Gosh, "globules of pain", so exquisite, "drip, drip, drip"... I read "lifelessness" here as lack of apparent vitality, but still life... and the towel has not yet absorbed the last drop, has it. The bony contours of her wrists can still grasp the edge of the bath, set the body upright, just one last effort - the returning life will do the rest... please, the protagonist.

Hard to say I "enjoyed", but I did, the beauty. Thanks - Bar

Bar22do
05-24-2010, 08:34 AM
and is the title harmoany on purpose?

Delta40
05-24-2010, 08:40 AM
yes. I thought about the pain of harm.

PrinceMyshkin
05-24-2010, 10:57 AM
I did wonder whether there was such a word as the title until Bar hazarded a guess & you acknowledged her/his interpretation. The languidness of the subject is so effectively expressed in the short, somewhat limp lines.

Lumiere
05-24-2010, 12:44 PM
The simple thoroughness with which you encompassed and enriched a scene that is typically torn to shreds when put into poetry is astounding.

This is beautiful.

hillwalker
05-24-2010, 03:22 PM
A chilling piece..... left me thinking that there was a blood-tinged razor blade still lying next to the flannel. Or am I being particularly morbid?

Delta40
05-24-2010, 04:54 PM
I don't think so. somehow, we are able to envisage such scenes, without going there.

MorpheusSandman
05-24-2010, 09:49 PM
Suicide is always a dark subject but I like how you avoid romanticizing it through the conciseness of the lines. It reads really plainly but that plainness allows the devastation of the subject and simple images to gut-punch the reader. Excellent.

Delta40
05-25-2010, 07:42 AM
thank you everyone. I am grateful for your feedback, which enlightens me more than anything I could write

blank|verse
05-25-2010, 12:11 PM
The title's terrible (!) Delta, but the poem is pretty good.

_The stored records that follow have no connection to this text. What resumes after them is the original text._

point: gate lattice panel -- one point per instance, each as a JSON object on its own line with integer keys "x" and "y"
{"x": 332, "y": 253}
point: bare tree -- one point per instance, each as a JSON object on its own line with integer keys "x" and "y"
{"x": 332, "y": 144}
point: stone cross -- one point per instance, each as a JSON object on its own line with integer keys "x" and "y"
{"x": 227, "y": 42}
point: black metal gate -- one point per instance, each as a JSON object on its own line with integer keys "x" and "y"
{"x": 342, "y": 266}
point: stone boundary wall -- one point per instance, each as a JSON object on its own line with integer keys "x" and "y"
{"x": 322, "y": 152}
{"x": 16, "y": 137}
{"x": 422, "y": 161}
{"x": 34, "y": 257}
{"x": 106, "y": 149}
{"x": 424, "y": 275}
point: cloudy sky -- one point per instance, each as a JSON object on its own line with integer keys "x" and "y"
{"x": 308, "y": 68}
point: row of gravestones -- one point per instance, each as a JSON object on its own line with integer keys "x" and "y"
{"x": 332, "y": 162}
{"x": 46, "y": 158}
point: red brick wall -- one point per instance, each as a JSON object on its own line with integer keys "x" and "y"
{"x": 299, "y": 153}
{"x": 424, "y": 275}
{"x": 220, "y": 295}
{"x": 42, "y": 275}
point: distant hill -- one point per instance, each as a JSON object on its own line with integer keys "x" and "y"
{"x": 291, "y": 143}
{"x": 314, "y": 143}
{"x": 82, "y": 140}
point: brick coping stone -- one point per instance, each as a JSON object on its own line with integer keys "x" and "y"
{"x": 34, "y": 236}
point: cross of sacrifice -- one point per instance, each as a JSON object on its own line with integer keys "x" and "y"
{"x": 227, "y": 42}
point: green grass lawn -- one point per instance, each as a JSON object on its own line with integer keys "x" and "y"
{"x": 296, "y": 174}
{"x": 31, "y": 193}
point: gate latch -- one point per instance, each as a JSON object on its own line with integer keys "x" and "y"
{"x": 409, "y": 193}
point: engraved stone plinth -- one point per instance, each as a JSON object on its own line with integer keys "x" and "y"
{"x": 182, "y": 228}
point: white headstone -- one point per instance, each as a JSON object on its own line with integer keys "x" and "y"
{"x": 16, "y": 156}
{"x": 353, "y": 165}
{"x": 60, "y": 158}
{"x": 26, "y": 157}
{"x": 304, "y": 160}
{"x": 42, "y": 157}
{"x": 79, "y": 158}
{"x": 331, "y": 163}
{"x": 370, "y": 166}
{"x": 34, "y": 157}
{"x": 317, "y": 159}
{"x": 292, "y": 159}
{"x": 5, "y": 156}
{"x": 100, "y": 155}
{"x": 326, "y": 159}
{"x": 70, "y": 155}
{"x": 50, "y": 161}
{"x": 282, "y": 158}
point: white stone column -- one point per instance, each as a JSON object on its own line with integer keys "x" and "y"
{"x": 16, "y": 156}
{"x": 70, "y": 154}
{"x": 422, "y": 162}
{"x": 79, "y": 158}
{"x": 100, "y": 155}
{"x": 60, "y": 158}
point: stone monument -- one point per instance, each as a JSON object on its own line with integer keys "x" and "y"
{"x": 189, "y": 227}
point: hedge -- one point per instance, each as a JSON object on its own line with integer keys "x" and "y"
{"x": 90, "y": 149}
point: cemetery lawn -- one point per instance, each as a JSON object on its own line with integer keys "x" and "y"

I really liked the use of 'languish', I think it effectively conveys both the usual sense of how one has a bath, and the darker sense which the poem invites, that the 'dripping' isn't water, but blood.

I think to make this more effective, you could perhaps have picked up on the key rhythmic feature of the poem, the 'drip, drip, drip' and used that to influence the rhythm of other lines; as they stand, they are quite prosey and the constant enjambment encourages the lines to be read quickly. It might be worth (now or in future) trying to slow the reader down, so the whole poem 'drip, drips' down the page, rather than flowing quite as quickly as it does.

But still, short and effective.

Delta40
05-25-2010, 05:24 PM
thanks blank. I will consider your useful suggestion.